A Recruiter-Ready ML Research Project aimed at detecting, identifying, and mitigating security vulnerabilities (Common Weakness Enumeration - CWE) in source code using advanced Natural Language Processing programming models.
As modern software complexity scales, zero-day vulnerabilities and hidden security flaws remain critical challenges. This research tackles automated vulnerability identification by treating source code as mathematical sequences, employing state-of-the-art transformer architectures.
We utilize the Juliet C/C++ Test Suite to map raw code to its corresponding CWE category, turning a classical cybersecurity auditing task into a large-scale Multi-Class Classification problem.

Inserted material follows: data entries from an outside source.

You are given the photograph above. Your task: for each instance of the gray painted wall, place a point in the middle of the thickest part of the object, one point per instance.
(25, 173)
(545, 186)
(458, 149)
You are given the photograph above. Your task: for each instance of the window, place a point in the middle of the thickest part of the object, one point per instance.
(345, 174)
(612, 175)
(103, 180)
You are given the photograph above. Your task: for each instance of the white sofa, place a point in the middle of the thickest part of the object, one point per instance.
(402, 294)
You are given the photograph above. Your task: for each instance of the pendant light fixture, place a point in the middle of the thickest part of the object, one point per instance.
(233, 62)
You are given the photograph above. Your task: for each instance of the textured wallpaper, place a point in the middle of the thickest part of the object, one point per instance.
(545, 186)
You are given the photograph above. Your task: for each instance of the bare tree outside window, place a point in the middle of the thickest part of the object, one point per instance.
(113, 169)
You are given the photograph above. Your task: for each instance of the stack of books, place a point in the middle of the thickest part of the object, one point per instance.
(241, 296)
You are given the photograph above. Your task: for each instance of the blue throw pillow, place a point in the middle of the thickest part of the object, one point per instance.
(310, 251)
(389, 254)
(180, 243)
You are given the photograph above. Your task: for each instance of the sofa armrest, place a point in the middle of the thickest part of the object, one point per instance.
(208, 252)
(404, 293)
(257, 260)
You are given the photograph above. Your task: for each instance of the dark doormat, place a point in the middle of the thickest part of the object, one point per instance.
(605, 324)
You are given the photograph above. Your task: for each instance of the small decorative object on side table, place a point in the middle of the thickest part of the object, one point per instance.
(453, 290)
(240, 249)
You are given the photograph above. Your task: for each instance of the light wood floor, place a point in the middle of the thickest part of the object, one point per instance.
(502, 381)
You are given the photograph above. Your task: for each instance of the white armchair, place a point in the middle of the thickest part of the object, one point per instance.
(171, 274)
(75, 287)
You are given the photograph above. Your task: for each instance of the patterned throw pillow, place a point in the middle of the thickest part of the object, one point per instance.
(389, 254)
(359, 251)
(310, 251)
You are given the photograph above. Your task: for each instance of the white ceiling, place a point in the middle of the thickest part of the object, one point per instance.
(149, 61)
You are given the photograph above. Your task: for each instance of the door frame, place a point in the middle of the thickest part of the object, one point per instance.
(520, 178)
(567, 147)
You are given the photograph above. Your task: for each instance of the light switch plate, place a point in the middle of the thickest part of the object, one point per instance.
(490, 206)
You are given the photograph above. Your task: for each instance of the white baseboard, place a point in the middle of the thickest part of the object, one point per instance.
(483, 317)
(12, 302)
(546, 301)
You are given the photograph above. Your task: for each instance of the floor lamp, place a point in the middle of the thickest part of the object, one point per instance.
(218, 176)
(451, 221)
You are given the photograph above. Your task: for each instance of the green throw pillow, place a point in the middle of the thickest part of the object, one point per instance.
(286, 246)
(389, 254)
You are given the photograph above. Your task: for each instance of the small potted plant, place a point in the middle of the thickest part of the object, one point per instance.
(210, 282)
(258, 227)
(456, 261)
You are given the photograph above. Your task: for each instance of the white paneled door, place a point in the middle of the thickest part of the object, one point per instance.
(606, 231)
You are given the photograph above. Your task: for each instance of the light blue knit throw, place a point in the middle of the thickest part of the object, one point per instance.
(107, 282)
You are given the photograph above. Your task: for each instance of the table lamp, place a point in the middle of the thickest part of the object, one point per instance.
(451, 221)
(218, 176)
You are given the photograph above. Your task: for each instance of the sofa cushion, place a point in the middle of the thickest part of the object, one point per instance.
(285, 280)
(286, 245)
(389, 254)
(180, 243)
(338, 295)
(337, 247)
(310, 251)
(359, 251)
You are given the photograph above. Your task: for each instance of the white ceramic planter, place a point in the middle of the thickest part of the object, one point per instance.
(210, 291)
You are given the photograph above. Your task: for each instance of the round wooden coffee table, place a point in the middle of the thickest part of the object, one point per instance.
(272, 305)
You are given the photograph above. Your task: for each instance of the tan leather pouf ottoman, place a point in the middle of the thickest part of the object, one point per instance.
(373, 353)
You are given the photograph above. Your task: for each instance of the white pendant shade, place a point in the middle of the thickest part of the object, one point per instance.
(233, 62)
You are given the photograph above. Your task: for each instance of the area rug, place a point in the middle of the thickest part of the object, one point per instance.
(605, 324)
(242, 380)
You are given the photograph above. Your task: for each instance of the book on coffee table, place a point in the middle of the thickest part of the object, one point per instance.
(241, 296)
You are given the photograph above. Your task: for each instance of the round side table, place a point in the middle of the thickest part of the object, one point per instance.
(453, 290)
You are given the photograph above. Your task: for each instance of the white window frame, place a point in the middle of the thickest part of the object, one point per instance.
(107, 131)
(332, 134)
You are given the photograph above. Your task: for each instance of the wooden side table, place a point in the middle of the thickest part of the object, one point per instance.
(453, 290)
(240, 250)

- Large-Scale Data Processing: Curated, preprocessed, and balanced the massive Juliet test dataset into rigorous train/test template splits to prevent data leakage.
- Advanced Language Models: Fine-tuned specialized models including CodeBERT, RoBERTa, and CodeT5 on semantic code structures to understand vulnerability context.
- Handling Class Imbalance: Deployed dynamic Weighted Training techniques precisely engineered to tackle imbalanced and under-represented vulnerability classes (e.g., extremely rare CWEs).
- Extensive Error Analysis: Comprehensive Code Pattern Analysis, and deep-dive Visualizations mapping out inter-class confusion matrices.
The repository is modularly scoped for readability and scalability.
📦 cwe-vulnerability-classification
┣ 📂 notebooks # Jupyter Notebooks detailing the entire ML pipeline
┃ ┣ 📜 02_eda.ipynb # Exploratory Data Analysis & Statistics
┃ ┣ 📜 03_preprocessing.ipynb # Tokenization & Data Cleansing
┃ ┣ 📜 08_template_split.ipynb # Preventing Leakage via Safe Templating
┃ ┣ 📜 11_weighted_training.ipynb # Class Imbalance Strategies
┃ ┗ ... (Visuals, Pattern Analysis, Baseline Comparisons)
┣ 📂 data # (Git-ignored) Juliet Datasets and CSV splits
┣ 📂 models # (Git-ignored) Local HuggingFace weights & tensors
┃ ┣ 📂 baseline_models # CodeBERT & RoBERTa checks
┃ ┣ 📂 codet5_juliet_multiclass # Standard CodeT5 Outputs
┃ ┗ 📂 codet5_juliet_weighted # Weighted-Class Loss CodeT5
┣ 📂 reports # Raw metrics, logs, and structural analysis
┃ ┣ 📜 classification_report.csv
┃ ┗ 📜 cwe_metrics_summary_weighted.csv
┗ 📂 docs # Original project documentation & plots
┗ 📜 README.md
- Exploratory Data Analysis (EDA): Profiling dataset sparsity, evaluating sequence limits, and capturing feature distribution across the C/C++ inputs.
- Train/Test Splicing: Isolating standard templates to guarantee the models learn implicit semantic bugs rather than memorizing syntactical boilerplates.
- Training & Architecture:
- Baseline Benchmarking: RoBERTa and CodeBERT to set metric thresholds.
- Generative & Sequence-to-Sequence Modeling: Utilizing CodeT5 to interpret the Abstract Syntax and implicit flow of code.
- Adjusting Loss Functions iteratively to penalize misclassification of high-severity, low-frequency bugs.
- Evaluation: Visualizing confusion limits between conceptually similar anomalies (e.g., Buffer Overflows vs Out-of-Bounds memory allocations).
-
Clone the repository:
git clone https://github.com/RohanBabbar/final_year.git cd final_year -
Load Dataset / Models: Note: Due to Git limits, the massive 1GB+ dataset CSVs within
data/and large tensors inmodels/are skipped. For local setups, populate the respective local HuggingFace caches and CSV locations manually. -
Explore the Code: Check out the notebooks locally inside the
notebooks/directory sequentially.
Using the weighted CodeT5 approach substantially boosted our baseline Macro Average Precision for under-represented CWEs by effectively reducing cross-class masking. Extensive classification reports mapping precision, recall, and F1-score dynamics for all classes can be evaluated in reports/classification_report_updated.csv.
Created by Rohan Babbar as part of an academic final year engineering project.